Infrastruktur pembangun antara Bitcoin dengan mata uang digital konvensional jelas sudah berbeda jauh. Secara umum, dapat dilihat sifat dan karakter cryptocurrency seperti di bawah ini:
Sifat dan Karakter Cryptocurrency
1. Terdesentralisasi
2. Peer-to-peer
3. Berbasis kriptografi
4. Jumlah Supply Terbatas
5. Konsensus terdistribusi
6. Menyimpan kesejarahan transaksi
7. Temper Proof, hampir mustahil bisa dimanipulasi
Mengapa disebut mata uang atau currency?
Bitcoin disebut juga dengan cryptocurrency atau mata uang berbasis kriptografi karena memang bisa berfungsi juga sebagai alat pembayaran tunai. Namun penyebutan ini sebenarnya berasal dari para penggunanya sendiri. Di dalam komunitas Bitcoin, pengguna banyak memberikan penafsiran berbeda-beda. Sebagian ada yang menyebut sebagai salah satu “mata uang”. Ada pula yang menyebut sebagai “Penyimpan Nilai”, seperti halnya emas, namun berbentuk digital.
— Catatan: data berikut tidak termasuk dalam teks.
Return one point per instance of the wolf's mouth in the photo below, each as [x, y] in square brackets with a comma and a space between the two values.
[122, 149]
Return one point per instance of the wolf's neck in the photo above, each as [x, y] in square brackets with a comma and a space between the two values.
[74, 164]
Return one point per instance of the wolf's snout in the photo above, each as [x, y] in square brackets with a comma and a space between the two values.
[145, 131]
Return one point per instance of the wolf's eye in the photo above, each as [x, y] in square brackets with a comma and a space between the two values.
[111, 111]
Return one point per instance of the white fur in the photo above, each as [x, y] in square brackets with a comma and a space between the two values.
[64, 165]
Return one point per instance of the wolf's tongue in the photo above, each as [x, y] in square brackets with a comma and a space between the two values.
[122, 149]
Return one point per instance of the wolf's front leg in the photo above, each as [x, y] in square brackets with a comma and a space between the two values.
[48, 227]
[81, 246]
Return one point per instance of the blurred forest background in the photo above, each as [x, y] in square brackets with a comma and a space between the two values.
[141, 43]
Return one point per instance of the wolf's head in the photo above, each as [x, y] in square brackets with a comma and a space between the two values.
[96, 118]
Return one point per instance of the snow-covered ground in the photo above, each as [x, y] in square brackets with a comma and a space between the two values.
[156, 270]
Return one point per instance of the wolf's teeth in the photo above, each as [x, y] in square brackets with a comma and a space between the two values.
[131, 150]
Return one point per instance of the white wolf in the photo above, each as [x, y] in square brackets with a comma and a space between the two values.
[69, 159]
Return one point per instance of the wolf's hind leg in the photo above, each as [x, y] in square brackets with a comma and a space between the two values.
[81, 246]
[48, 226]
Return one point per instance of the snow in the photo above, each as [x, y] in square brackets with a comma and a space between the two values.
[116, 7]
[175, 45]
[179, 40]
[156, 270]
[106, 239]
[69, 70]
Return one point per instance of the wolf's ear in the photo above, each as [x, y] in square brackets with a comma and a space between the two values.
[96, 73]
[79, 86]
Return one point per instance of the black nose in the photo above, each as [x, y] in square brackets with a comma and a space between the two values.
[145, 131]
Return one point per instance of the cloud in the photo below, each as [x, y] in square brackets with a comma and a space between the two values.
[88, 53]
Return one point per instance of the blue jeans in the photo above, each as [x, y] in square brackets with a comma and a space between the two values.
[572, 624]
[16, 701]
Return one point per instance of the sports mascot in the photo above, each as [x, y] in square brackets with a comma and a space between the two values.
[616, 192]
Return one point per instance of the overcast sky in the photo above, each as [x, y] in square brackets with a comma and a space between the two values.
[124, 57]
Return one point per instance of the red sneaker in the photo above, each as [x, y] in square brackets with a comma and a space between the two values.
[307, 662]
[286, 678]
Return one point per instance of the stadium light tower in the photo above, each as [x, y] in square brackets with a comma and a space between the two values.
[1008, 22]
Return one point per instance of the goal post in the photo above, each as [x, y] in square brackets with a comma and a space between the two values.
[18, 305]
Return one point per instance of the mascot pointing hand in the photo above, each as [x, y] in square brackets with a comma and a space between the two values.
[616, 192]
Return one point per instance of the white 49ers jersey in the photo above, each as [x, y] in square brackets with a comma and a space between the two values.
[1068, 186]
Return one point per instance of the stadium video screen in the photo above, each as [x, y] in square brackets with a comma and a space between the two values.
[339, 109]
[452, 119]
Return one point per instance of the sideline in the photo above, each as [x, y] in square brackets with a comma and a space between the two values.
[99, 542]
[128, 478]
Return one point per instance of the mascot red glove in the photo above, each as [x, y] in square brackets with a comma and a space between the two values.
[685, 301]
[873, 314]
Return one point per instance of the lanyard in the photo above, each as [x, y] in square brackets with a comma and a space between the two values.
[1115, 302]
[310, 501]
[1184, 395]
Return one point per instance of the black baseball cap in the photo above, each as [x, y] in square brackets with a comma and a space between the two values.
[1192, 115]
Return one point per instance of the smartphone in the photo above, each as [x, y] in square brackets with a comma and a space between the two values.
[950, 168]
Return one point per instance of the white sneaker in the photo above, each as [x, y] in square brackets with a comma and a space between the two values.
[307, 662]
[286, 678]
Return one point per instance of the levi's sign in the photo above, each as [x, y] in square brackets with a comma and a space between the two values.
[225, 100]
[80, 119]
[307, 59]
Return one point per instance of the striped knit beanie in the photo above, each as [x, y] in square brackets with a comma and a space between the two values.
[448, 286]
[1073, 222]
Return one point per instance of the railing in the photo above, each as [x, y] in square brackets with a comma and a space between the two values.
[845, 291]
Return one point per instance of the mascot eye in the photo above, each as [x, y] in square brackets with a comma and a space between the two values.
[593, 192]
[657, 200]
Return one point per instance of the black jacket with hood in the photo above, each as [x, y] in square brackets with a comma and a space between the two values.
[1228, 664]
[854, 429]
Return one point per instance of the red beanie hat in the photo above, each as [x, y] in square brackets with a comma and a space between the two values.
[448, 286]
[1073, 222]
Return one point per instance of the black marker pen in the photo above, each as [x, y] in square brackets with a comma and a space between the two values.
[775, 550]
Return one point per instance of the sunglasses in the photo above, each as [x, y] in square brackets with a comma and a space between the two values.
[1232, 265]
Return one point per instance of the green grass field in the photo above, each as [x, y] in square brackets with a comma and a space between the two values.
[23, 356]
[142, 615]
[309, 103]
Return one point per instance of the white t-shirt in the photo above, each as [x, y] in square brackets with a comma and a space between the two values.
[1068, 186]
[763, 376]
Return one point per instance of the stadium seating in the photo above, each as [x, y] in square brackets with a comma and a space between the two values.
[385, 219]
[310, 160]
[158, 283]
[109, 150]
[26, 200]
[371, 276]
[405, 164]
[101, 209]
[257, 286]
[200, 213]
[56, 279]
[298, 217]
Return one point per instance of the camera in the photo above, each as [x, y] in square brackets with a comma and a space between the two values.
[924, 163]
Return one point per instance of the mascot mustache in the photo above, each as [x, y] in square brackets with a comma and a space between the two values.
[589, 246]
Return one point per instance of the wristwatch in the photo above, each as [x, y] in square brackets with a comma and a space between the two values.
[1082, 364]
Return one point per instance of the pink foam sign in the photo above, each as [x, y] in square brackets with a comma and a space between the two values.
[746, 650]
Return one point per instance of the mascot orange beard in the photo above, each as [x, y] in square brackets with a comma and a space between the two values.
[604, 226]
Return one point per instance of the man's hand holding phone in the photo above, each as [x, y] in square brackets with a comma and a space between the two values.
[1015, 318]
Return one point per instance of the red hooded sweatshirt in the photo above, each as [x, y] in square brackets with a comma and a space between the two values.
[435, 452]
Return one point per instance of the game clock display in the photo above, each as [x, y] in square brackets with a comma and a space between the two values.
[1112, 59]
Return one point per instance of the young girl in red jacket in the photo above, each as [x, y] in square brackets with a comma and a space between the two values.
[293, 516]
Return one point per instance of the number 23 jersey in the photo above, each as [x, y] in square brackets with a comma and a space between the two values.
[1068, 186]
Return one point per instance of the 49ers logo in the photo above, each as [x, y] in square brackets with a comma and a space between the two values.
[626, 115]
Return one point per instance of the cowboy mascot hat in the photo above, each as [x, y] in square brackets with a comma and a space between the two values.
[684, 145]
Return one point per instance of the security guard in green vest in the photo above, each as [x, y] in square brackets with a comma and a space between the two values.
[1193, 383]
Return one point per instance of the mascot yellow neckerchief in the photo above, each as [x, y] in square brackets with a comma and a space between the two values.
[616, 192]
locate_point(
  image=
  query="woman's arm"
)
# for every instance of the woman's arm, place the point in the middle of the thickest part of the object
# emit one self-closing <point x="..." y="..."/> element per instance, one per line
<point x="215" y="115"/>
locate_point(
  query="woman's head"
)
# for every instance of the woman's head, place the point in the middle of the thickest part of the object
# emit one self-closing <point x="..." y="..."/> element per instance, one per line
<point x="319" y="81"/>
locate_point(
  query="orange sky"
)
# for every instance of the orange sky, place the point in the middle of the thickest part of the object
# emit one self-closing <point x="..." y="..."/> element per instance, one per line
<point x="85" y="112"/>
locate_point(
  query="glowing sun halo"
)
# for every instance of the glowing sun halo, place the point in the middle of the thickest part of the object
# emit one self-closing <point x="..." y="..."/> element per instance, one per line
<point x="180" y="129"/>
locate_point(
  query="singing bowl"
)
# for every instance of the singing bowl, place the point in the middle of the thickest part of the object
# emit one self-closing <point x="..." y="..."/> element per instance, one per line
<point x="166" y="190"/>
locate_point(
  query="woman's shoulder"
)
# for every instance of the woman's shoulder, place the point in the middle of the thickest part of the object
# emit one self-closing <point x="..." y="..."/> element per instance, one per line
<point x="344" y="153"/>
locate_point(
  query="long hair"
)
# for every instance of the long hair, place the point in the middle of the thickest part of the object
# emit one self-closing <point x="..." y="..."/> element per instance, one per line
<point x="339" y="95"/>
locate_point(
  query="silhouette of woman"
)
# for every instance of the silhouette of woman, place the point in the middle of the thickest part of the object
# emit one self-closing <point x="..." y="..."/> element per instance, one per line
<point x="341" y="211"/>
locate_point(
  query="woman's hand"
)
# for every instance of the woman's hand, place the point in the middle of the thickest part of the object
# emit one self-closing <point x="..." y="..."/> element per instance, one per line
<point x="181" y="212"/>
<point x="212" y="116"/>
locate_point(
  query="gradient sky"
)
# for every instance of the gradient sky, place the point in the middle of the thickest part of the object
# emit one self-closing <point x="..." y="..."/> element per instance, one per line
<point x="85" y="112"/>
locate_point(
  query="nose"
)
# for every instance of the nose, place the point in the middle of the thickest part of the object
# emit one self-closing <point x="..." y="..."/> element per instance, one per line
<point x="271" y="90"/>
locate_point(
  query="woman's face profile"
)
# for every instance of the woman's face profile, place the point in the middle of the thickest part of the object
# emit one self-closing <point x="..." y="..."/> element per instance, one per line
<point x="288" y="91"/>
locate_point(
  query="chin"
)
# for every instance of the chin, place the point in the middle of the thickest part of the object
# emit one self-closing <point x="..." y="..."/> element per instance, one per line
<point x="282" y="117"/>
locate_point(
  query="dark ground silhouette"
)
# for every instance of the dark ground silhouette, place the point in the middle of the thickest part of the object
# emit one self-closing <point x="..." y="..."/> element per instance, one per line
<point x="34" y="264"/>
Perbedaan pandang dalam komunitas dalam memaknai Bitcoin ini diibaratkan seperti sebuah Metafora dalam cerita klasik. Upaya pemberian label terhadap Bitcoin sebagai mata uang, sah-sah saja dilakukan. Karena faktanya memang ada fungsi yang tidak bisa disangkal, bahwa bitcoin bisa berfungsi sebagai sebuah mata uang digital berbasis kriptografi. Dengan segala kelebihan dan kekurangannya, bitcoin dapat dipandang sebagai mata uang alternatif.
Jenis Cryptocurrency?
Selepas bitcoin diperkenalkan dan mampu berjalan, dalam perjalanannya banyak bermunculan varian alternatif selain Bitcoin. Hal ini ditandai pertama dengan munculnya Litecoin di sekitar tahun 2013. Karena semakin banyak varian baru yang muncul, istilah “Altcoin” mulai dipergunakan.
Istilah Altcoin itu bermakna “Alternatif Coin” atau kripto alternatif. Fungsinya menunjukkan pembeda jelas antara Bitcoin dengan varian kripto baru lain yang telah banyak bermunculan. Sehingga semua jenis kripto baru “Selain Bitcoin”, disebut dengan Altcoin tersebut.
Sebagian besarnya, varian-varian Altcoin ini banyak yang menggunakan souce code asli dari Bitcoin. Pengembang Altcoin hanya banyak melakukan modifikasi saja dari source code asli Bitcoin tersebut. Namun, ada pula beberapa varian yang membangun dari awal, atau membuat versinya sendiri. Berbeda dengan konsep Bitcoin. Meskipun, banyak pro kontra terkait dengan sisi keamanan, privasi, kecenderungan penguasaaan jaringan oleh pemiliknya dan hal-hal lain.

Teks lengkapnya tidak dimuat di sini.